Most Urban Hospitals Have Emergency Plans but Lack Certain Capacities for Bioterrorism Response
GAO-03-924, Aug 6, 2003
In the event of a large-scale infectious disease outbreak, as could be seen with a bioterrorist attack, hospitals and their emergency departments would be on the front line. Federal, state, and local officials are concerned, however, that hospitals may not have the capacity to accept and treat a sudden, large increase in the number of patients, as might be seen in a bioterrorist attack. In the Public Health Improvement Act that was passed in 2000, Congress directed GAO to examine preparedness for a bioterrorist attack. In this report GAO provides information on the extent of bioterrorism preparedness among hospitals in urban areas in the United States. To conduct this work, GAO surveyed over 2,000 urban hospitals and about 73 percent provided responses addressing emergency preparedness. The survey collected information on hospital preparedness for bioterrorism, such as data on planning activities, staff training, and capacity for response.

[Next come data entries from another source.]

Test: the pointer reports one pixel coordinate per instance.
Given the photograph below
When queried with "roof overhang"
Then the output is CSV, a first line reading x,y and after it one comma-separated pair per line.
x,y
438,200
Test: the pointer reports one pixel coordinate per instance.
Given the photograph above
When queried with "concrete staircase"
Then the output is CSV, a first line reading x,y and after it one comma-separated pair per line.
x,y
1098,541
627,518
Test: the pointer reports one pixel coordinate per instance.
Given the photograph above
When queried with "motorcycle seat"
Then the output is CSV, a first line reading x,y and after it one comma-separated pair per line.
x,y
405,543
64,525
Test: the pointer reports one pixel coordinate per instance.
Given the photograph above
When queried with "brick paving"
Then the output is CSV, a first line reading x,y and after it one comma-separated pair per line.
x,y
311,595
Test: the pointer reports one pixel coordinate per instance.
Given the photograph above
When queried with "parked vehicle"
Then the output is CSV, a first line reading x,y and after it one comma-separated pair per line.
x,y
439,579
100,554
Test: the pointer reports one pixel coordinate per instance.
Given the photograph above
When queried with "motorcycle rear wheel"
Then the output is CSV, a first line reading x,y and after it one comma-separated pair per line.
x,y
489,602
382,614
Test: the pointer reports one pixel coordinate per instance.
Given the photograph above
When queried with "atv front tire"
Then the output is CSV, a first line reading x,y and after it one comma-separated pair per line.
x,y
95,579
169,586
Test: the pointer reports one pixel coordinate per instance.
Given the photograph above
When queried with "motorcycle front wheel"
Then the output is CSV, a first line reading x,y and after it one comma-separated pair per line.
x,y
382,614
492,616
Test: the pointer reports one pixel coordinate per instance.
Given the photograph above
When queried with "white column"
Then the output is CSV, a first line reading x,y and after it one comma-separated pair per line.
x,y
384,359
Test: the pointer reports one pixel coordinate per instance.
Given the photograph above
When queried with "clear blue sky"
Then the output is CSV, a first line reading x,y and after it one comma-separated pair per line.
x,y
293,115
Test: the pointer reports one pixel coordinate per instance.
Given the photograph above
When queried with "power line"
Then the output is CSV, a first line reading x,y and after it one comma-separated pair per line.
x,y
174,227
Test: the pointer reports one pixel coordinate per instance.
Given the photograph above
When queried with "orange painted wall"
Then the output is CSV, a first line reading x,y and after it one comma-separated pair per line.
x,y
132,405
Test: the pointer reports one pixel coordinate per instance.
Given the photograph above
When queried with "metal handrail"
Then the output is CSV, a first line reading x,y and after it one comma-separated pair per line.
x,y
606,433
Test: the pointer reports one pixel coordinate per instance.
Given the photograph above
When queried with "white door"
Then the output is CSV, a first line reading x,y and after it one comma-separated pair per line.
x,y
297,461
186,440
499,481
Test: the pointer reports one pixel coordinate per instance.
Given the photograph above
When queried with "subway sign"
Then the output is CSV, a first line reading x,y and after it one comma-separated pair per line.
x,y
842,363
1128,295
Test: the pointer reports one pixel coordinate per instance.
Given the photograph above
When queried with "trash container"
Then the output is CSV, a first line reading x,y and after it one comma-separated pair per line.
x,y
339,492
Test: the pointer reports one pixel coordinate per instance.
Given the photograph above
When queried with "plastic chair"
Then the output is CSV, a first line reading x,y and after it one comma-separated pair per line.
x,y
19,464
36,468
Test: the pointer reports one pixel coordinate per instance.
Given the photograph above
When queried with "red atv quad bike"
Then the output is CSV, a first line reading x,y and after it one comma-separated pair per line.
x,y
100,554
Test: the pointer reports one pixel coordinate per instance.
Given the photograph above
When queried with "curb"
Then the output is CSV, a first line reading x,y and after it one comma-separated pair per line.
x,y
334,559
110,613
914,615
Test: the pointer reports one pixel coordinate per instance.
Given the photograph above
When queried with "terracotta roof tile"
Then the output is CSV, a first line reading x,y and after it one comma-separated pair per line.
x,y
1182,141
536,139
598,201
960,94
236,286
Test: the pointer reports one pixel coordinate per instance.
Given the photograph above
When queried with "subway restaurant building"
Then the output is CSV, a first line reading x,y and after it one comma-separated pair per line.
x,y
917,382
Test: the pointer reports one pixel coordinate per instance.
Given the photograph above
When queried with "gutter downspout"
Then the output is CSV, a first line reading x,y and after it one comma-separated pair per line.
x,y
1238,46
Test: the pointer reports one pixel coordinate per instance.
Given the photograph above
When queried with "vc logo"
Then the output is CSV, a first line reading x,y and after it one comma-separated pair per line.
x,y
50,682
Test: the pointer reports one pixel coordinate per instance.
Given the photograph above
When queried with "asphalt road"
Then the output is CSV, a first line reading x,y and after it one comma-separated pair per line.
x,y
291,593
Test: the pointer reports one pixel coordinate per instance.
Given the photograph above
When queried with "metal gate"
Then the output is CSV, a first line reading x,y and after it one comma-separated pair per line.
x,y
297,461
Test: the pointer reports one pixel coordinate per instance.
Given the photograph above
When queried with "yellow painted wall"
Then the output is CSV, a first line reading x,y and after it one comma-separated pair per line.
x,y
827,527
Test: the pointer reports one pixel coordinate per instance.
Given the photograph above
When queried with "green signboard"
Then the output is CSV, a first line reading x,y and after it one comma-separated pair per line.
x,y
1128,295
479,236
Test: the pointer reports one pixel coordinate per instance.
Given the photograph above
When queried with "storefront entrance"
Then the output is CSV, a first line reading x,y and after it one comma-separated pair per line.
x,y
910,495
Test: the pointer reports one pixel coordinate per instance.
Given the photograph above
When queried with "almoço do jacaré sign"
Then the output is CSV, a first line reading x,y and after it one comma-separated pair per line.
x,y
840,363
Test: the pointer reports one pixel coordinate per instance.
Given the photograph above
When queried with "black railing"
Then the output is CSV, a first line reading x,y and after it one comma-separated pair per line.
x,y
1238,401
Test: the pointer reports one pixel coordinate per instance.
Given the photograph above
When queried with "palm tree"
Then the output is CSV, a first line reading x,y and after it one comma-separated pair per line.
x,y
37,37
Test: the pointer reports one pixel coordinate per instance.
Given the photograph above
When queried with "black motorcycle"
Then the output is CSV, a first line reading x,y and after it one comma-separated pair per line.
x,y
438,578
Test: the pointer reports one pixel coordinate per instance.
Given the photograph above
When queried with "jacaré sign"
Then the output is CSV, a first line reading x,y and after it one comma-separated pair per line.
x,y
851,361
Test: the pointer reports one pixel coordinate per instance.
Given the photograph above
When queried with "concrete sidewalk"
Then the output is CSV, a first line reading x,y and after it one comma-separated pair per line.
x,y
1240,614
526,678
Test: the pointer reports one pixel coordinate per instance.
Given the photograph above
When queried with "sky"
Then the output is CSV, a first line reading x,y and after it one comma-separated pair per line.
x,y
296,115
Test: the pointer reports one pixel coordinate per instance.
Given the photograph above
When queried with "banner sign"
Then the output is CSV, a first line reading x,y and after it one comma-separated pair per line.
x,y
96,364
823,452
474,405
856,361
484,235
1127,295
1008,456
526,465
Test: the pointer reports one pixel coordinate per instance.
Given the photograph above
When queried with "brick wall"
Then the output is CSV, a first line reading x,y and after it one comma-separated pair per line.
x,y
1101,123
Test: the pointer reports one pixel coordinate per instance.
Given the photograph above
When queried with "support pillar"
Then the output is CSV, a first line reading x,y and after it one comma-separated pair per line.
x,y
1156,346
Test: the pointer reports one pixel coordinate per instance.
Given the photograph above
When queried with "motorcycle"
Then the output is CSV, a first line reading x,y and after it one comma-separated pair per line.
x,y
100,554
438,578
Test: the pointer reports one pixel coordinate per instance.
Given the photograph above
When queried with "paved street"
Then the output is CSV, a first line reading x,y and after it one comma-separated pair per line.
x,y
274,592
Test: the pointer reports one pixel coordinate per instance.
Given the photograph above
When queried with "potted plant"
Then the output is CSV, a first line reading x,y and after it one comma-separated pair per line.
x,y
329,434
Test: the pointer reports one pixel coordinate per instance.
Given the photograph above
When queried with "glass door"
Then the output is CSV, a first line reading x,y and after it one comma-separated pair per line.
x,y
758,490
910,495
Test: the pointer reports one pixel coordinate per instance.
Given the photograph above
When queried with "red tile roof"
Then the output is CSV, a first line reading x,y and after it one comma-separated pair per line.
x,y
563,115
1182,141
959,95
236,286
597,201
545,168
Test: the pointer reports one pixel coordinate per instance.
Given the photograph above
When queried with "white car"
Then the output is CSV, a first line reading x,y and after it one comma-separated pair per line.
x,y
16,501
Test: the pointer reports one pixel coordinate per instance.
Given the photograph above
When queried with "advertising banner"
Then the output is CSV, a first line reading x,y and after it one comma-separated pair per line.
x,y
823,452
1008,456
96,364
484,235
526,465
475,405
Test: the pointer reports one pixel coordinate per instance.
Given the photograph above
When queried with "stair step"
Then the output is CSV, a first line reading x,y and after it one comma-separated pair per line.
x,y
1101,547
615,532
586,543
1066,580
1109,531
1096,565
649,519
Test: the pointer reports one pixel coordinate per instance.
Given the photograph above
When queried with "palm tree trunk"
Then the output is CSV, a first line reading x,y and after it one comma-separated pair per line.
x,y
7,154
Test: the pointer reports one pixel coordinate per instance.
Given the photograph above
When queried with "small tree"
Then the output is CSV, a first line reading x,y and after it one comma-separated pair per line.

While most urban hospitals across the country reported participating in basic planning and coordination activities for bioterrorism response, they did not have the medical equipment to handle the number of patients that would be likely to result from a bioterrorist incident. Four out of five hospitals reported having a written emergency response plan addressing bioterrorism, but many plans omitted some key contacts, such as other laboratories. Almost all hospitals reported participating in a local, state, or regional interagency disaster preparedness committee. In addition, most hospitals reported having provided at least some training to their personnel on identification and diagnosis of disease caused by biological agents considered likely to be used in a bioterrorist attack, such as anthrax or botulism. In contrast, fewer than half of hospitals have conducted drills or exercises simulating response to a bioterrorist incident. Hospitals also reported that they lacked the medical equipment necessary for a large influx of patients. For example, if a large number of patients with severe respiratory problems associated with anthrax or botulism were to arrive at a hospital, a comparable number of ventilators would be required to treat them. Yet half of hospitals reported having fewer than six ventilators per 100 staffed beds. In general, larger hospitals reported more planning and training activities than smaller hospitals. Representatives from the American Hospital Association provided oral comments on a draft of this report, which GAO incorporated as appropriate. They generally agreed with the findings.